Taste Graph part 1: Assigning interests to Pins — medium.com
Brian Johnson, Head of Knowledge at Pinterest describes in this post how Pinterest uses NLP to understand how a person’s interests and preferences evolve over time across different categories.
Paper picks
Generalization in Deep Learning (arXiv)
This year's ICLR 2017 best paper Understanding deep learning requires rethinking generalization reinvigorated interest in gaining a better understanding of the generalization behaviour of deep neural networks. In this tradition, this paper with Yoshua Bengio as co-author seeks to provide new theoretical explanations and new direct analyses for generalization in Deep Learning.

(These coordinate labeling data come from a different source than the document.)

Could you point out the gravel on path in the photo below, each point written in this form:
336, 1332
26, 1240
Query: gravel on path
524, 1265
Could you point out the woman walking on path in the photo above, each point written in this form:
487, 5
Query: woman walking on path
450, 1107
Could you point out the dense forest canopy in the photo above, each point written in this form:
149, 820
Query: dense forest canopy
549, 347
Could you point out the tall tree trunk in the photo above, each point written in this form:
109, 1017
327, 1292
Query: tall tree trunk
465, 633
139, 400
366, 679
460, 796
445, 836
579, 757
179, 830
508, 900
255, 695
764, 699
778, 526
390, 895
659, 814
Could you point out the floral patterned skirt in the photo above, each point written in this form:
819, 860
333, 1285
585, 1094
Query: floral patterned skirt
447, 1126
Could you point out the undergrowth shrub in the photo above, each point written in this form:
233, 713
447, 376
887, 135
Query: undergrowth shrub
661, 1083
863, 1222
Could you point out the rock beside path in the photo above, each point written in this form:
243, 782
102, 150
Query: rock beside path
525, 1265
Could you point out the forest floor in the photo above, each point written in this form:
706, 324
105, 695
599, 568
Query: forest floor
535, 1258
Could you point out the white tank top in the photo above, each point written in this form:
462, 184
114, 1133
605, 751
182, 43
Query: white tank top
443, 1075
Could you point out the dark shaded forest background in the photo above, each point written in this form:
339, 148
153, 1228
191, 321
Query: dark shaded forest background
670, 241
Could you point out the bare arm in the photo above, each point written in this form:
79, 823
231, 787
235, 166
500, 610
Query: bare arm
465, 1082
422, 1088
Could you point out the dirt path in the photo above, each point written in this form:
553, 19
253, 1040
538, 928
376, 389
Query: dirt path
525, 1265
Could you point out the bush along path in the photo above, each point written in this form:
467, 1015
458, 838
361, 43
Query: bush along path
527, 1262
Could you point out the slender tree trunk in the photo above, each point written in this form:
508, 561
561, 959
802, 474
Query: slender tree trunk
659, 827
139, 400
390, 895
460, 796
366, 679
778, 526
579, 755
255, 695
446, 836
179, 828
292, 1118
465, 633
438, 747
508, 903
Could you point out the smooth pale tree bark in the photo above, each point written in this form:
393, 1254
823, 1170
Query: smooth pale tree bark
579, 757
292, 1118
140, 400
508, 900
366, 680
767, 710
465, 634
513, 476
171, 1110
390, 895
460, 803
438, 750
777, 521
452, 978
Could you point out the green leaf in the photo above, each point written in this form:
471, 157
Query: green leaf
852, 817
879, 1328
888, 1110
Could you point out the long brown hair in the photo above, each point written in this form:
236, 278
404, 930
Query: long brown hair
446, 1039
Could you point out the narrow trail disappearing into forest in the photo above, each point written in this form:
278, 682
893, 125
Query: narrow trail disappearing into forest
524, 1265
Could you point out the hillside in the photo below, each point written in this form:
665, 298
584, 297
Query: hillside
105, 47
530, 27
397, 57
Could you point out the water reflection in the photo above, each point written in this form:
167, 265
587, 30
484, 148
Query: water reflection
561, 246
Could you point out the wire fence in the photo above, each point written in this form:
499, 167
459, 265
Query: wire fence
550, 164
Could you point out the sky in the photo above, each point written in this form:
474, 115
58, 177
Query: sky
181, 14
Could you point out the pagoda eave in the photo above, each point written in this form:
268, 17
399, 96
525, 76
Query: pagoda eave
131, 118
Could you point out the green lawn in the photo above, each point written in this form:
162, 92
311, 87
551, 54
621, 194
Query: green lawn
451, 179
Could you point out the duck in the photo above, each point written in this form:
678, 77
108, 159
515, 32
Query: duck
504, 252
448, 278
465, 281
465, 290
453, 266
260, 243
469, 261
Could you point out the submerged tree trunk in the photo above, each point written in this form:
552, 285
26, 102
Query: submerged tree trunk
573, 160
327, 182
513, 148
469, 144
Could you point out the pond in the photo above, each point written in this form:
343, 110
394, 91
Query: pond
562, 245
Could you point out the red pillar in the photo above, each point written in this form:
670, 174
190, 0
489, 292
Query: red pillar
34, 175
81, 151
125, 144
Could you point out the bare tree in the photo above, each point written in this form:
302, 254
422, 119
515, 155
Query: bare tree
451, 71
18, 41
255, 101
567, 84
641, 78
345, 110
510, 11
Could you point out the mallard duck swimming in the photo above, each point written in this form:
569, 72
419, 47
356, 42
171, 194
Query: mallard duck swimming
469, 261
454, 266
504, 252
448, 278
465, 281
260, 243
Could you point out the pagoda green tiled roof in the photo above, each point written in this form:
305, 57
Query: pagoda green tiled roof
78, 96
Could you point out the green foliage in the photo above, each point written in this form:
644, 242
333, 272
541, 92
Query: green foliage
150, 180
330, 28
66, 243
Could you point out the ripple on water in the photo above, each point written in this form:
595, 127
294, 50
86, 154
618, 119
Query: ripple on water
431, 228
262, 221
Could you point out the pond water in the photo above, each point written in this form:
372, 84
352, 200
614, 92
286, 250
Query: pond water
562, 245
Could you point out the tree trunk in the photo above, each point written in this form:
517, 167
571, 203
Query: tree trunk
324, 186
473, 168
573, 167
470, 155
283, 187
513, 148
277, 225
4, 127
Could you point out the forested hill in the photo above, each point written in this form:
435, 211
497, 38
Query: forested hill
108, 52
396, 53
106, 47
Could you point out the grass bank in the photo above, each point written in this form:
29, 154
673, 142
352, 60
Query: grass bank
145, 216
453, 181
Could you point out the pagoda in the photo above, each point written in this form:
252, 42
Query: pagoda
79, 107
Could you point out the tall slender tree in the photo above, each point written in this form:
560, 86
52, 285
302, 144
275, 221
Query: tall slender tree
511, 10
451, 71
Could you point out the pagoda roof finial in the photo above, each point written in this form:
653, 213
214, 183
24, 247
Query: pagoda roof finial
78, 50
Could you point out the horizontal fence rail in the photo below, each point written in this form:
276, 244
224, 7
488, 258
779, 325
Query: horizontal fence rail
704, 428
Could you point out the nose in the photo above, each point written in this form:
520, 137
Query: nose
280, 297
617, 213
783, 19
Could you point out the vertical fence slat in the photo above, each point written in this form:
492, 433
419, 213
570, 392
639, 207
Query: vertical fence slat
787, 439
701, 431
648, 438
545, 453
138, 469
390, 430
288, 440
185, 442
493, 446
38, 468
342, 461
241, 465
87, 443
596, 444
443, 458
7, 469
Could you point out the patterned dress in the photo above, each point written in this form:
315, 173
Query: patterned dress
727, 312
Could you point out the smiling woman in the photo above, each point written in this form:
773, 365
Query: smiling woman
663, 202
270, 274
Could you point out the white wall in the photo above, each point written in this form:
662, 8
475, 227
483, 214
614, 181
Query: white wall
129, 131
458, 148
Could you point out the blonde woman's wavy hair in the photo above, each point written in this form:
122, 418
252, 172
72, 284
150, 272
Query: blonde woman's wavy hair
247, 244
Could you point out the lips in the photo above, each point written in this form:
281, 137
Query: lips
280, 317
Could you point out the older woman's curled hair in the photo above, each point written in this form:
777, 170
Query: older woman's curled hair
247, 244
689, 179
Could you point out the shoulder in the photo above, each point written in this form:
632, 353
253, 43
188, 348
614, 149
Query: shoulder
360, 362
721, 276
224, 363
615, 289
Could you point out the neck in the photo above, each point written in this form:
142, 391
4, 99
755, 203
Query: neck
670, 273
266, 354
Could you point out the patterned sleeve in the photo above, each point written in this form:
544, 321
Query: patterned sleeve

It also proposes a new family lf generalization terms that takes these new insights into account.
Generative Adversarial Networks: An Overview (IEEE Signal Processing)
Generative Adversarial Networks are all the rage these days. This paper provides a succinct overview of the most popular current GAN architectures and discusses challenges and directions.
Poincaré Embeddings for Learning Hierarchical Representations (NIPS 2017)
Data such as text often has a hierarchical structure. Existing embeddings in Euclidean space cannot easily model this property. Nickel & Kiela thus propose to learn embeddings in a hyperbolic space, in particular an n-dimensional Poincaré ball. The learned embeddings achieve state-of-the-art performance on determining lexical entailment and require far fewer dimensions than traditional embeddings.
Dataset spotlight
Constructing Datasets for Multi-hop Reading Comprehension Across Documents (arXiv)
Question answering (QA) has seen many improvements in recent years, particularly fuelled by new datasets such as SQuAD. Existing datasets, however, focus on single-hop reading comprehension, i.e. extracting an answer to a question from a given paragraph. Welbl et al. introduce two new datasets for multi-hop reading comprehension, which is much closer the real-world task of open-domain question answering. The datasets require models to first identify relevant documents among a number of candidate documents and then determine the correct answer.
The Spoken Wikipedia Corpora — nats.gitlab.io
The SWC is a corpus of aligned Spoken Wikipedia articles from the English, German, and Dutch Wikipedia. It contains hundreds of hours of aligned audio from a diverse set of readers about a diverse set of topics and is thus a great resource for research in cross-lingual speech recognition.
AVA: A Finely Labeled Video Dataset for Human Action Understanding — research.googleblog.com
Are you interested in multimodal applications, but bored of image captioning? Then try video captioning with Atomic Visual Actions (AVA). AVA is a new dataset that provides multiple action labels for each person in extended video sequences. It consists of URLs for publicly available videos from YouTube, annotated with a set of 80 atomic actions (e.g. "walk", "kick (an object)", "shake hands") with a total of 210k action labels.
PubMed 200k RCT: a Dataset for Sequential Sentence Classification in Medical Abstracts (arXiv)
Sentence classification is useful for extracting information in many domains, but labeled data is often not available. PubMed 200k RCT is a new dataset based on PubMed consisting of 200,000 abstracts of randomized controlled trials, totaling 2.3 million sentences. Each sentence of each abstract is labeled with their role in the abstract, e.g. background, objective, method, etc.